A British charity has said that a wider knowledge of first aid techniques could save thousands of lives each year.
According to the St John Ambulance charity, which is focusing a new campaign on five health emergencies which account for 150,000 deaths each year in England and Wales, including heart attacks, choking and severe bleeding, believes that if confident first aiders were present on more occasions, many lives would be saved.
The charity is offering a free pocket which it feels will boost the survival chances of many more patients.

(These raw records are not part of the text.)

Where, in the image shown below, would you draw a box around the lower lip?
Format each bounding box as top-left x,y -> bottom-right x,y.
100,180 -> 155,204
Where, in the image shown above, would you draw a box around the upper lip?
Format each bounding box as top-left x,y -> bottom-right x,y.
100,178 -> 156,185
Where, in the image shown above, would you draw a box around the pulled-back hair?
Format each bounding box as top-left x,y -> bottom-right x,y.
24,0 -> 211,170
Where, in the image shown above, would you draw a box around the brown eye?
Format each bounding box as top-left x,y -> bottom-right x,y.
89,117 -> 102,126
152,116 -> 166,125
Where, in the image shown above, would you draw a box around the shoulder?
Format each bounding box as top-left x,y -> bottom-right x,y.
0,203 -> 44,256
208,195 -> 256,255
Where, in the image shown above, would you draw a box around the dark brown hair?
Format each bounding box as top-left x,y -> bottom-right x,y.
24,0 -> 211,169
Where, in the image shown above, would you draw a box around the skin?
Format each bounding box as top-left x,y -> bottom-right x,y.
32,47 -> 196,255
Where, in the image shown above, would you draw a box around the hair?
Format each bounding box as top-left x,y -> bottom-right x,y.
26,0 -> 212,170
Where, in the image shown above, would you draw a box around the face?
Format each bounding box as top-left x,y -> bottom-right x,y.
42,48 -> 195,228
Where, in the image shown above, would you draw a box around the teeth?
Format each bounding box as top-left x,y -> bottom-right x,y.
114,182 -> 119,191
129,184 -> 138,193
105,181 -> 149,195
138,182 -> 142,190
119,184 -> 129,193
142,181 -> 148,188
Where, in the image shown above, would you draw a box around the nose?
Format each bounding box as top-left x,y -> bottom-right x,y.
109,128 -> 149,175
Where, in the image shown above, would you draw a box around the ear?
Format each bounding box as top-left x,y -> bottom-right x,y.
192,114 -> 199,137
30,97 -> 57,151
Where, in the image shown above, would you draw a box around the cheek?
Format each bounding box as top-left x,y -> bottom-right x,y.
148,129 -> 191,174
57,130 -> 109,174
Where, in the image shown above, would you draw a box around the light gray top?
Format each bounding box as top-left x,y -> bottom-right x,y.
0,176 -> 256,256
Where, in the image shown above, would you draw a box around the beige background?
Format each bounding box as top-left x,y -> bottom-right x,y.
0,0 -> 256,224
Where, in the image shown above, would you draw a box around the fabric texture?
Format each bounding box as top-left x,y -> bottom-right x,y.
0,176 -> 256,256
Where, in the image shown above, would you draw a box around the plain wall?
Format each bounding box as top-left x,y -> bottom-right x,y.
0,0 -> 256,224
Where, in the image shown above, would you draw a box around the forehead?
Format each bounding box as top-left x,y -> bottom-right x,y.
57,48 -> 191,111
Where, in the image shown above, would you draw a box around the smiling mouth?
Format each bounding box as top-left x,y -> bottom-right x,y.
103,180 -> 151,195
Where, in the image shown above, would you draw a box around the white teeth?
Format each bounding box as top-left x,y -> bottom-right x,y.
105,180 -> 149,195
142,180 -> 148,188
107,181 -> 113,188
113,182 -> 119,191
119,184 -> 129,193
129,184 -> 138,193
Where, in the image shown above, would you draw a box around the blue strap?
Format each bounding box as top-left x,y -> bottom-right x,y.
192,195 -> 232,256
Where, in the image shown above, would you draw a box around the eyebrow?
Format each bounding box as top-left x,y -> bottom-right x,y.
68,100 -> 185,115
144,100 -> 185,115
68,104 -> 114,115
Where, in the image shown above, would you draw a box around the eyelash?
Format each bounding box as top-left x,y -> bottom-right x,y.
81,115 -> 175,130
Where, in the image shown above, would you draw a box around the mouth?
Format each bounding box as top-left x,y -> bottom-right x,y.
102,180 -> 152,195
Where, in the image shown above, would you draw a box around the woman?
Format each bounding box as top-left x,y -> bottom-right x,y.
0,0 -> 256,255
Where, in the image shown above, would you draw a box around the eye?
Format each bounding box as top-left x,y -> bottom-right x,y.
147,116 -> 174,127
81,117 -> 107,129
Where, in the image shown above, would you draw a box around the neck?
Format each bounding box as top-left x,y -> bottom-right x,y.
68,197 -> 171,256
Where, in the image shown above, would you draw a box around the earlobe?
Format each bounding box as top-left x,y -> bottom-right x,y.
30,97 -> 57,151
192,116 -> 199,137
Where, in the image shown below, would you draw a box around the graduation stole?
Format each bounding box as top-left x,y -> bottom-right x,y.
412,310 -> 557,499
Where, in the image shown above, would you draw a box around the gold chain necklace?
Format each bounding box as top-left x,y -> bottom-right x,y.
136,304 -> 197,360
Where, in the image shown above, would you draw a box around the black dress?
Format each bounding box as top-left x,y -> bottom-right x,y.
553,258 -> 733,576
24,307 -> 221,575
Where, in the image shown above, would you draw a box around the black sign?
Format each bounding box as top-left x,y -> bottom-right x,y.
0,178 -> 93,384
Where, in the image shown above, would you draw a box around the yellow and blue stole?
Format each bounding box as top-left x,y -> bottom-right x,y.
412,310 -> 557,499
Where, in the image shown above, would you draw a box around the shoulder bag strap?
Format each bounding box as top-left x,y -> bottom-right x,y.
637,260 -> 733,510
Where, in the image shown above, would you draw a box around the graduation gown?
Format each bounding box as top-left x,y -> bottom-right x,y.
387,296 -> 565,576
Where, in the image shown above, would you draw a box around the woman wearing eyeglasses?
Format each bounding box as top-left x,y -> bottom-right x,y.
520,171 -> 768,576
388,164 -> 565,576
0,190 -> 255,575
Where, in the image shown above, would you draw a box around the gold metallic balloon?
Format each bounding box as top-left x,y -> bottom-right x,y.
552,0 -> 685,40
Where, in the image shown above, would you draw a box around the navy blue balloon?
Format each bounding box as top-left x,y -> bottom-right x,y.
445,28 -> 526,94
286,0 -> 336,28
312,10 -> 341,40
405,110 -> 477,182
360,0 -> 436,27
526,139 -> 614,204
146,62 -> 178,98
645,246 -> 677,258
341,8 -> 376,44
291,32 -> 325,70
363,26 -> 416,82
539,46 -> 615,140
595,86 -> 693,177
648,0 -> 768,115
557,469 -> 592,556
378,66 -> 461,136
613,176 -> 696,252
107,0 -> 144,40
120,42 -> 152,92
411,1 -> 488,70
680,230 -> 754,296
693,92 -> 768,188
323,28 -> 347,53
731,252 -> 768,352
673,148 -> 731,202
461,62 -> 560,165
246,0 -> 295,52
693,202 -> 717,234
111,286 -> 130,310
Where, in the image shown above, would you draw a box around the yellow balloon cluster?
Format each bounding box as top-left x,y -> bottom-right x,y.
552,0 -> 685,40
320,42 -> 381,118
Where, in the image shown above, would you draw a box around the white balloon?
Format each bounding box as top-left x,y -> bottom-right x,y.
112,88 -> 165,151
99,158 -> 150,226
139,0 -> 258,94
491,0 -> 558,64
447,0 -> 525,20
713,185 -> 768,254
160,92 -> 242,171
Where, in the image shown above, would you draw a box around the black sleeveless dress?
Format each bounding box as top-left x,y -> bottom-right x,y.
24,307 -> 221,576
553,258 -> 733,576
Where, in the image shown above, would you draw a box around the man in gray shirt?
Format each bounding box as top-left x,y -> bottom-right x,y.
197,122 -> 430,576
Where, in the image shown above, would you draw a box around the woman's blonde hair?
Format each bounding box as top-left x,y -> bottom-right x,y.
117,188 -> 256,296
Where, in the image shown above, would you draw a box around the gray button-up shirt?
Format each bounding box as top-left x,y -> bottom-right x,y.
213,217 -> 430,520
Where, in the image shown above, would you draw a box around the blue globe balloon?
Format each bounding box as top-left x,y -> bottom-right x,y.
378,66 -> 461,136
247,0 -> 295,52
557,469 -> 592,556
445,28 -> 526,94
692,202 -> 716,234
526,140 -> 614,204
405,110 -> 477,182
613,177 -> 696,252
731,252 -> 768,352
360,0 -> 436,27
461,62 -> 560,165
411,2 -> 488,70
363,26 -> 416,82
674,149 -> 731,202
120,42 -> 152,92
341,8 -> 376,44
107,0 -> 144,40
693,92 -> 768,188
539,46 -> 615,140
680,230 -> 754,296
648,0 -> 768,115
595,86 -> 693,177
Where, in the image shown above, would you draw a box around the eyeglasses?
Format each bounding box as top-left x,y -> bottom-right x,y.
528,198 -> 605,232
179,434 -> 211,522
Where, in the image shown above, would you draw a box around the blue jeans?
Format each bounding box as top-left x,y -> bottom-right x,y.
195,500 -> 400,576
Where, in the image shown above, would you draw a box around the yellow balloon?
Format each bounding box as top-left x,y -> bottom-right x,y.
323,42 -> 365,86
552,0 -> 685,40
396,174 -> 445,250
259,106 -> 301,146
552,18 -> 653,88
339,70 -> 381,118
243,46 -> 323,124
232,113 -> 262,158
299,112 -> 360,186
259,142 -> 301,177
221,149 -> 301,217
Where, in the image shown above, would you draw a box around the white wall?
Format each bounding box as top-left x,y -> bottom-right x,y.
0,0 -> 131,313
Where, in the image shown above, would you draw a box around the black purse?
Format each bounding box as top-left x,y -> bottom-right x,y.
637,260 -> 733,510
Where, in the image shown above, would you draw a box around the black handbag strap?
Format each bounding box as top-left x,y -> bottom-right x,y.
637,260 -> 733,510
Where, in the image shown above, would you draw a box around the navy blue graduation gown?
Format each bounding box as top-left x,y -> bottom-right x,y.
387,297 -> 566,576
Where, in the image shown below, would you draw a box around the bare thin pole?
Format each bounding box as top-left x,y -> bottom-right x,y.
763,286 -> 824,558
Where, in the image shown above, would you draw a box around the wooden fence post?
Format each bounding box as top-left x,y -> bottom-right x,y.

This view is backed by the World Health Organisation, which also says "bystander first aid" can make a difference and should be encouraged, reports The BBC.
The charity's chief executive Sue Killen said: "We believe that anyone who needs first aid should receive it.
"Our latest research shows that's just not happening. We can't rely on other people to have the skills - everyone should take the responsibility to learn first aid themselves.
"Around 2,500 people die each year from a blocked airway, but if someone had known the recovery position, lives could have been saved."
Fotini Rozakeas, a cardiac nurse at the British Heart Foundation, said: "In life threatening situations it's vital that we all know what to do before professional help arrives as it's bystanders, often a relative, who are first on the scene.
"Every year around 140,000 people have a heart attack and around one in three die before reaching hospital.
"Calling 999 promptly and knowing what to do in those crucial minutes can make a big difference to a person's chance of survival."